Secondly, while Toivanen is explicitly not writing with the goal of critiquing European governments in their dealings with the Kurdish diaspora, the book conveys a certain frustration with the barriers to effective political action within a global system where political power still hews to the contours of nation-states. It’s a frustration that appears to be shared between the author and her interlocuters. While the siege of Kobane is a focal point of activism from the homeland, Toivanen repeatedly turns the resilience of activists and the difficulties in their mobilization due to the shifting sands of French relations with Kurdish institutions. While the west venerated the YPG/J as the frontline against ISIS, their sister organization in Turkey, the PKK, remained condemned as a terrorist organization. Despite the interest of prominent French politicians in Kurdish freedom and self-determination, including then-president Francois Hollande and former first lady Danielle Mitterand, the French and other European countries often failed to act when Kurdish-rights issued conflicted with their relationships with Middle Eastern governments. The thread of the book repeatedly turns back to the assassination of three Kurdish women activists, Sakine ‘Sara’ Cansiz, Fidan Dogan, and Leyla Soylemez, in the Kurdish Information Center in Paris’s 10th Arrondissement.

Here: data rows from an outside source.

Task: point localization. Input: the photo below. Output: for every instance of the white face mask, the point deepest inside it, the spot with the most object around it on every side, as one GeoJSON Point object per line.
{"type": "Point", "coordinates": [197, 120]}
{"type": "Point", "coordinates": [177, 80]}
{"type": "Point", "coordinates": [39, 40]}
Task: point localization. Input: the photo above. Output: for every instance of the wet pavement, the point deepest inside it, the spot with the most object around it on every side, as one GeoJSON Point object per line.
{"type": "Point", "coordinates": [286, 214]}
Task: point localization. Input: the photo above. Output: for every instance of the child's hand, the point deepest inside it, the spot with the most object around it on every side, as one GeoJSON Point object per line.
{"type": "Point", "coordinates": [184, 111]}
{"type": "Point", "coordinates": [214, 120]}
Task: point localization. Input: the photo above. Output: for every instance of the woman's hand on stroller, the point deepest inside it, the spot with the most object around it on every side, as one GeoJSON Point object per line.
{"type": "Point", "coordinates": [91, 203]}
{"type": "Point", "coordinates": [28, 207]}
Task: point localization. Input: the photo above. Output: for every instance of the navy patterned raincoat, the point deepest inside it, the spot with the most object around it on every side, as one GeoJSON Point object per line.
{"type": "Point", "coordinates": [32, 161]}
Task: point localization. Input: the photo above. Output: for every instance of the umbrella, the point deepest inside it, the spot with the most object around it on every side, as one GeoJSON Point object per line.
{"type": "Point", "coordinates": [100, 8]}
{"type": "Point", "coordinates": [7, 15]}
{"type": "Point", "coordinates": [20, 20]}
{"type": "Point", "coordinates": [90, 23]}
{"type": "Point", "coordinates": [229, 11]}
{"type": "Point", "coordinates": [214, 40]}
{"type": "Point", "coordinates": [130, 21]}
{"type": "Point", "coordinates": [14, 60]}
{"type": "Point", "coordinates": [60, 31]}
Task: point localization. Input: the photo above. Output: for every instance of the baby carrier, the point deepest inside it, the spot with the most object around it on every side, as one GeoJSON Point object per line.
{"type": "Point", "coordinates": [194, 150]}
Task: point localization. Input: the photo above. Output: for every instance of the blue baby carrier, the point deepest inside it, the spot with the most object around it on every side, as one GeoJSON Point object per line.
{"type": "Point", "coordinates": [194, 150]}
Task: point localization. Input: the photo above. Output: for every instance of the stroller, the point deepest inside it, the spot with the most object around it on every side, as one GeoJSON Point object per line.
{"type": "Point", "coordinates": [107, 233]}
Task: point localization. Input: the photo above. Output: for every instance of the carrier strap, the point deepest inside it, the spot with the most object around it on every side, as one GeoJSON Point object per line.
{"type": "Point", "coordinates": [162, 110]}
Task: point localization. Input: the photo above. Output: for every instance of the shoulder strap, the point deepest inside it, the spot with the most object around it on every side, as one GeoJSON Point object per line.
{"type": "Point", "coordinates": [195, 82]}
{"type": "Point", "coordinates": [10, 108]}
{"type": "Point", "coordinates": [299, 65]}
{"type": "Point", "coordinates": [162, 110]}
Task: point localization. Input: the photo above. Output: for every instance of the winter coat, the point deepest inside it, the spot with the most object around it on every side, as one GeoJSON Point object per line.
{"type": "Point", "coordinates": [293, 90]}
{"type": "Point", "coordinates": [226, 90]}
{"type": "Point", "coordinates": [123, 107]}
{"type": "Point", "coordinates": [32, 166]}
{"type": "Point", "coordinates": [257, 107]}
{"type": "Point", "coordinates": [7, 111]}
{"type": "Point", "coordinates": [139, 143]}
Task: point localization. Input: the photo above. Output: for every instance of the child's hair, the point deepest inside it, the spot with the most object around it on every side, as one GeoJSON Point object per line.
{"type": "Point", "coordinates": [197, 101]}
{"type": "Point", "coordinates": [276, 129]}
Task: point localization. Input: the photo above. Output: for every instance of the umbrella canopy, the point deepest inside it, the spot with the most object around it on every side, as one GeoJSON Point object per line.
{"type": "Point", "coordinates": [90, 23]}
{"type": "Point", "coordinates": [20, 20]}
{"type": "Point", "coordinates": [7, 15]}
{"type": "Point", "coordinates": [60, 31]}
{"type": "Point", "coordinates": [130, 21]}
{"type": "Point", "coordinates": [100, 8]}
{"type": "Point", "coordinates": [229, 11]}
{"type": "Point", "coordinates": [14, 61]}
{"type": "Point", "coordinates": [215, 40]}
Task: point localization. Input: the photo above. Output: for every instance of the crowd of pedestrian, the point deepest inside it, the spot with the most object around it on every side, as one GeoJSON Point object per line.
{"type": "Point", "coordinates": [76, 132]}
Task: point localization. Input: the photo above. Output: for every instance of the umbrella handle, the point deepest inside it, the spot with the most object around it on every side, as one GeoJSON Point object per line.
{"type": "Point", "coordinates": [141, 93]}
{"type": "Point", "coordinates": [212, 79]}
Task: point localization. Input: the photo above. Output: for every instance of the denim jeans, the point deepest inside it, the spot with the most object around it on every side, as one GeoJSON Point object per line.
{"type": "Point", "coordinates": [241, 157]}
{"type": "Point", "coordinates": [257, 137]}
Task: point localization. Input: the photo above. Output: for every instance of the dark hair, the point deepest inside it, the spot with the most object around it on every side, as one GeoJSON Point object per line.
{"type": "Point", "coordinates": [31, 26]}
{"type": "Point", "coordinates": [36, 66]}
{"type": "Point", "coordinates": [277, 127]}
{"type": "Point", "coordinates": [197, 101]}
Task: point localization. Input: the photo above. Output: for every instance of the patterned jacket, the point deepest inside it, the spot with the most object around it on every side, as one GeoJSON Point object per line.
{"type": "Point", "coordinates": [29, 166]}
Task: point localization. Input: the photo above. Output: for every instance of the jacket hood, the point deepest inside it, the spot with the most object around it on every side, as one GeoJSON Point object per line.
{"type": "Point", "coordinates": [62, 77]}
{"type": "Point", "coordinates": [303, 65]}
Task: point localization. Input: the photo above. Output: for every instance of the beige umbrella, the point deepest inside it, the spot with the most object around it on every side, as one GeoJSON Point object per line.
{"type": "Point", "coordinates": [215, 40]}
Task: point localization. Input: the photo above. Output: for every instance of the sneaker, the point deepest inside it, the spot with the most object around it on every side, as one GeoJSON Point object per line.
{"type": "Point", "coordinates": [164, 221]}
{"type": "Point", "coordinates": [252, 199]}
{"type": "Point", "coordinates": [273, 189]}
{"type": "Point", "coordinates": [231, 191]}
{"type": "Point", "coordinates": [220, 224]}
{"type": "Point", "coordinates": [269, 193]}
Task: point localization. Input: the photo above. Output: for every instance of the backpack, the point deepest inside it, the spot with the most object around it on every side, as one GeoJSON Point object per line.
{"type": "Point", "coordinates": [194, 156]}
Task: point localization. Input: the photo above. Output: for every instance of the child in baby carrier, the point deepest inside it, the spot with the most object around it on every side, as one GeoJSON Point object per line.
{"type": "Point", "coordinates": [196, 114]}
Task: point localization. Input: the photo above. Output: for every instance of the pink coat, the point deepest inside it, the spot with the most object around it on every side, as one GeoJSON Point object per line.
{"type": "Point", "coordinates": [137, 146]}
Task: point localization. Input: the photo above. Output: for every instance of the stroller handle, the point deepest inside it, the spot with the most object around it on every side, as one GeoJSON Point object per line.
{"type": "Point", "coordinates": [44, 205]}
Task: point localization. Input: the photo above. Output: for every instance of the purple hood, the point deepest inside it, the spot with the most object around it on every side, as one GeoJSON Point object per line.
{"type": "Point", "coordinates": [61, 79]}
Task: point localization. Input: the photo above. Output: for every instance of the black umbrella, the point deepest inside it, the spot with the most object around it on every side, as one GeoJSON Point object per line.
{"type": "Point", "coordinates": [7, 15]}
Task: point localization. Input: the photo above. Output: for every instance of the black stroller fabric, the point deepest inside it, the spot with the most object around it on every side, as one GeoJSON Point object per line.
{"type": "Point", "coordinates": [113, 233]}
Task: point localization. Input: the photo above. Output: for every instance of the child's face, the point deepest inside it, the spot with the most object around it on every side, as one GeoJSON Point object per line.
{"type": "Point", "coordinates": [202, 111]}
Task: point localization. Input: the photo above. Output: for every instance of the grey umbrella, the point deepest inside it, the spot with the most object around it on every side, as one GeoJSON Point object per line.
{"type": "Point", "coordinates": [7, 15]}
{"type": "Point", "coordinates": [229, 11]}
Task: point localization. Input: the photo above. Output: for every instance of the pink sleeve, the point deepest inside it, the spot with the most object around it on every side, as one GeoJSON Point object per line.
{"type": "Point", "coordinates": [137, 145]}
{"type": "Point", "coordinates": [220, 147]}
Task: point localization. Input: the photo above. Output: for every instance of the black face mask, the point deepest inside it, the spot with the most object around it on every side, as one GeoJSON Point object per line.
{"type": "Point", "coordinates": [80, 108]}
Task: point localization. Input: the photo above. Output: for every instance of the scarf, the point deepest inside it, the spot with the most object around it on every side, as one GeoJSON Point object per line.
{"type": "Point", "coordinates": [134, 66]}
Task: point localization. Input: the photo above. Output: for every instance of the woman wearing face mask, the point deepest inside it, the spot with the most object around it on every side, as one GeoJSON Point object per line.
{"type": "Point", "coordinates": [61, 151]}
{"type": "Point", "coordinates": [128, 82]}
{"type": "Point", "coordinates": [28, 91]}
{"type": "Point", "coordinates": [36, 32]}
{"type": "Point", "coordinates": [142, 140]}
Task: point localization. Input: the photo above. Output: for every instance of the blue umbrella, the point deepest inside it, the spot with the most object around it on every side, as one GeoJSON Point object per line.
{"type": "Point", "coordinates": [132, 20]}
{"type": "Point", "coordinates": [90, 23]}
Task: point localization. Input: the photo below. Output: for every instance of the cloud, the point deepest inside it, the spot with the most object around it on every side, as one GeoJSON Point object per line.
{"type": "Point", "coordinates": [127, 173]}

The assassin, who was suspected to be a Turkish intelligence agent, died in custody and the trail was dropped, an act interpreted by Kurds as a betrayal and a capitulation to Turkish interests. While Kobane becomes the focus of how Kurdish identity and possibility are focused in a Kurdish geography, the assassinations in Paris show how forces in the homeland can mobilize or silence Kurds in the context of Europe.

The effect in The Kobane Generation is not to recommend a specific policy response from the French government, but to elaborate on the possibilities, the limitations, and the sense of urgency present in diaspora organizing. As all good researchers do, Toivanen concludes with a call for further questions about the interactions of diaspora and generation as ethnographic lenses, and the reader is also left to question their own notions about the mechanisms of diaspora mobilization, and how diasporas interact with other cross-cutting social and political forces.